The love that Paul is talking about is not the loves we are more familiar: those of eros, erotic love, storge, family love, or philia, the love of friendship. Those loves have terms and conditions of commitment and care for people you already know and are in some form relationship with.

Paul is talking about a different type of love, a better love, the M&S love, agape, which means unconditional, self-sacrificial love, pity, compassion, a love that isn’t necessarily a nice and cosy love, and one that could very well make you feel uncomfortable. This is a uniquely Christian concept. It is the love that Jesus spoke about in the parable of the good Samaritan, when it was the Samaritan who stopped to help the man who had been left for dead, even though Jews and Samaritans were enemies. The Samaritan showed pity, compassion, unconditional love; it was called unconditional because there weren’t any existing conditions between the two men.

Jesus’ radical agape love broke the boundaries of tradition and practice. He associates with women – and it is women who are the first to witness to the resurrection – and here we have a Samaritan woman, no less. That is a double whammy there! In a scene before this morning’s gospel reading, we hear Jesus saying that all are welcome at the well that gives the water of life: “Jesus said to her, ‘Everyone who drinks of this water will be thirsty again, but those who drink of the water that I will give them will never be thirsty. The water that I will give will become in them a spring of water gushing up to eternal life.’ The woman said to him, ‘Sir, give me this water, so that I may never be thirsty or have to keep coming here to draw water.’”

He has come to Samaria to do God’s work, to preach the good news, even though Jews had nothing to do with Samaritans. Why was this? Because they were half-Jew, half-Gentile. The race developed after the Assyrian captivity of the northern kingdom of Israel. Those who remained, intermarried with the Assyrians, thus producing Samaritans. Like any examples of mixed race, they were criticised for being only half Hebrew or half Assyrian, not fully Hebrew or fully Assyrian. They had their own copy of the Torah, their own practices, and their own Temple.

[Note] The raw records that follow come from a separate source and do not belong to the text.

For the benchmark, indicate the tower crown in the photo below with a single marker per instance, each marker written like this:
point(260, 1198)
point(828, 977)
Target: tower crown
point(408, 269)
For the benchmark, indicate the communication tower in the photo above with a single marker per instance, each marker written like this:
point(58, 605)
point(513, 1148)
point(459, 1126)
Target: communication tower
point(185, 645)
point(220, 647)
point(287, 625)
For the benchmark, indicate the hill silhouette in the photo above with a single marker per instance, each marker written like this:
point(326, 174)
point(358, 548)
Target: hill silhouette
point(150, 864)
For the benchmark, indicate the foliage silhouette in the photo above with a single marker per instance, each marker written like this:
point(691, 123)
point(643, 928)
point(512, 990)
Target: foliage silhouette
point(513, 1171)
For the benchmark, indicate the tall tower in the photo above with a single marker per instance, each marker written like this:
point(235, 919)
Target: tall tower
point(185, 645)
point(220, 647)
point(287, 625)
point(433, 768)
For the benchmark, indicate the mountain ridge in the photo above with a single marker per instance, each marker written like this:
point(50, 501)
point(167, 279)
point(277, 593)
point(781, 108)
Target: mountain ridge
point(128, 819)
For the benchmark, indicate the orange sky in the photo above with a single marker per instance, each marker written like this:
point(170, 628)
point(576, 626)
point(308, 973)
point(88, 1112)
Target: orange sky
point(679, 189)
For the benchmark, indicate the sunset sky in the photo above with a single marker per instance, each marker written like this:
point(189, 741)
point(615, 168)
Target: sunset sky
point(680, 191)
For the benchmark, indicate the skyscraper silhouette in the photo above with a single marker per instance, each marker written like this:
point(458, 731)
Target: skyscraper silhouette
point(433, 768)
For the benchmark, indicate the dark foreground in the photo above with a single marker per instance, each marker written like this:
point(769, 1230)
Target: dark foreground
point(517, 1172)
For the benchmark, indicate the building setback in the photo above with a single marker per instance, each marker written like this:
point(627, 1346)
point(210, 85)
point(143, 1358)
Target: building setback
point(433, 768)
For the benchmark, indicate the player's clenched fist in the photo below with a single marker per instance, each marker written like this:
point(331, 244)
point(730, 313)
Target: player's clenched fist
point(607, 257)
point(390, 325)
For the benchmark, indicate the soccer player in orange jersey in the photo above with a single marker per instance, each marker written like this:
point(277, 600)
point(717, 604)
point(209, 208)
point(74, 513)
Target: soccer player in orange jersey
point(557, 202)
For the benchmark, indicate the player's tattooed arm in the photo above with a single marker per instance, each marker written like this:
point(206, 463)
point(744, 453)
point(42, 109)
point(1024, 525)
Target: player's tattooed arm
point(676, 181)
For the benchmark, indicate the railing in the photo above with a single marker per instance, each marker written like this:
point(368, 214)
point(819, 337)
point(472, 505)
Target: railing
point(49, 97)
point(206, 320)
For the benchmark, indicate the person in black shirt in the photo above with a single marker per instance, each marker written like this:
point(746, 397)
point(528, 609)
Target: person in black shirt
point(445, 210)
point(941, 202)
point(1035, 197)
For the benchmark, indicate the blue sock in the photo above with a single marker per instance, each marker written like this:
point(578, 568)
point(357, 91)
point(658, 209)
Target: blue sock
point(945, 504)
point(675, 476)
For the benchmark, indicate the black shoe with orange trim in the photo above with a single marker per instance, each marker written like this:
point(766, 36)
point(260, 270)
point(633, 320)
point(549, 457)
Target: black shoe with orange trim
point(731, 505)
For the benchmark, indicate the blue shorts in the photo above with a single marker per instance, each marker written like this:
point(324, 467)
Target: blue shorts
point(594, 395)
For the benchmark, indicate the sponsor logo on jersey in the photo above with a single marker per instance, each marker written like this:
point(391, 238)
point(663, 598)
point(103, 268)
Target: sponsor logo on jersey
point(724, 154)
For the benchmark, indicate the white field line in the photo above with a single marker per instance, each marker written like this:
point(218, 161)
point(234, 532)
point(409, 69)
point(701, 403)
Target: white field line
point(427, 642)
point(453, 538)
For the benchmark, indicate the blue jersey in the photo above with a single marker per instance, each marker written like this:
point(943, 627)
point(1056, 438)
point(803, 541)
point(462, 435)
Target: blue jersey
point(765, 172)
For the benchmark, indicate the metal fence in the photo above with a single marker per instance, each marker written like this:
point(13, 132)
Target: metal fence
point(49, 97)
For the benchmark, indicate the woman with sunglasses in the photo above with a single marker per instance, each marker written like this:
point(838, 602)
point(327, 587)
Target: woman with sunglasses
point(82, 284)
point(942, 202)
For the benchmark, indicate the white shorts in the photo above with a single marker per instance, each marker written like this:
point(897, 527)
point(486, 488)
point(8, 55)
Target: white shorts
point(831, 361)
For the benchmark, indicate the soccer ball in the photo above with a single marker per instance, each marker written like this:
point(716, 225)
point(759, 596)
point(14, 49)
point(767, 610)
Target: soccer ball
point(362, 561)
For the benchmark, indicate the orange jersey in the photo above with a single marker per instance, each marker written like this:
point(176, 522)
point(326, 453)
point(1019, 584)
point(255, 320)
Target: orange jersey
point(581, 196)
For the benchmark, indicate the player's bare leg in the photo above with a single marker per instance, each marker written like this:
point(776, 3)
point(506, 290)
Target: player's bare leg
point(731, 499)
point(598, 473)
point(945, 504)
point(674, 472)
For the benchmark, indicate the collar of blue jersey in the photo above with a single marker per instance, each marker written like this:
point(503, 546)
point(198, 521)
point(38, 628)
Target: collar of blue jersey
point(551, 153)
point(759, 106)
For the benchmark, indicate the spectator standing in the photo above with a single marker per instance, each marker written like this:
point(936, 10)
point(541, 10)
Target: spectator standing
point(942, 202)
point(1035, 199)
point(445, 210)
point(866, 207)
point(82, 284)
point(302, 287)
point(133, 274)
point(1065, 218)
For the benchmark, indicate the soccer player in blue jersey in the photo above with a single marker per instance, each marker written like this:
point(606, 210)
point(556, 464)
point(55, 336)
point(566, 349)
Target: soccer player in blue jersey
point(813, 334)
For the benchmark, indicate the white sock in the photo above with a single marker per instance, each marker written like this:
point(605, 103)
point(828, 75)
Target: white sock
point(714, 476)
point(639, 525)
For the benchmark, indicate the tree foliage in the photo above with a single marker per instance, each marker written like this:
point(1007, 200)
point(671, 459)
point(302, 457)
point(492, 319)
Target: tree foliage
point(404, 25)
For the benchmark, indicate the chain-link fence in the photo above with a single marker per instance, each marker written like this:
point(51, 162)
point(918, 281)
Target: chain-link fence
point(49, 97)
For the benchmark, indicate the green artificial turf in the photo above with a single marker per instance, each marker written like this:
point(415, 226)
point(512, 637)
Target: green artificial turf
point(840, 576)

One of the reasons why the Jews didn’t like Samaritans was this intermarriage, and frequent remarriage, especially for women. The woman at the well had been married several times and is living with her 6th partner, unmarried. Jesus knows this but invites her to join him. It is because of her testimony that other Samaritans come to believe in him.

What Jesus brings will supplant Jewish and Samaritan practice. She recognises Jesus as the expected prophet, but also as the Jews’ messiah. Then Jesus does something unexpected: he reveals his nature to her. Whilst he is quite smoke and mirrors with his disciples, he is remarkably open with this woman, “Jesus said to her, ‘I am he, the one who is speaking to you.’”

Agape love forms the basis of an ethical theory called Situation ethics, developed by Joseph Fletcher in the 1960s. Fletcher said you should ask this question in each moral dilemma, “how is agape love best served?”; he said that agape love is the only law Christians should follow, that it wills our neighbours good even if we don’t like them, that agape love is justice in action. Sadly, Fletcher turned his back on Christianity and his theory hasn’t really stood the test of time in the way that Aquinas and other theories have. Situation ethics tried to establish that agape love is the best way to make moral decisions and he has a point. Based on today’s Epistle, and I’m sure he wouldn’t like to admit it if he were here now, I think even St Paul might agree with him.

St Paul says that faith and hope are great, but love, agape love, is the only thing that is already present in its final and complete form. All the others are imperfect, temporary, and provisional. That’s why he says, “Love never ends.” Prophecy and knowledge are mighty fine, and if you have the gift of them, that is wonderful, but they are incomplete, they are partial.

And here comes one of my favourite lines in the Bible: “for now we see in a mirror dimly, but then we will see face to face….” You can see the influence of the Greek philosopher Plato in his writing, because Plato thought that what we observed around us was an illusion - “for now we see in a mirror dimly” - that reality existed in another dimension, the world of forms - “but then we will see face to face…”. It reminds me of one of those fancy windows or mirrors where you can flick a switch and it goes from opaque to clear, or a circus hall of mirrors, where you see things distorted by the various mirrors, then walking out the end, slightly bewildered and confused and looking at things clearly. I think that agape love gives us the clearest glimpse of heaven that we can get on earth, and we see it in agape, with the hope of meeting God face to face after we die. Listening to the reading from Ezekiel I had a wry chuckle because being very clumsy, when I meet my maker, I wouldn’t be surprised if I fell on the floor in his presence!

Our actions, however noble, are empty without agape love. Paul says that “If I speak in the tongues of mortals and of angels, but do not have love, I am a noisy gong or a clanging cymbal.” By talking about a “noisy gong” he is referring to the bronze products for which Corinth was famous. This is a clever way of relating the faith to people’s experiences. What is really challenging to them and us is that even acts of charity are meaningless if you do not do it with agape love.

Seeing the world through the lens of agape love transforms us and the world around us, and it should do this each and every day, and if it doesn’t then we aren’t doing it right. “And now faith, hope, and love abide, these three; and the greatest of these is love.” Amen.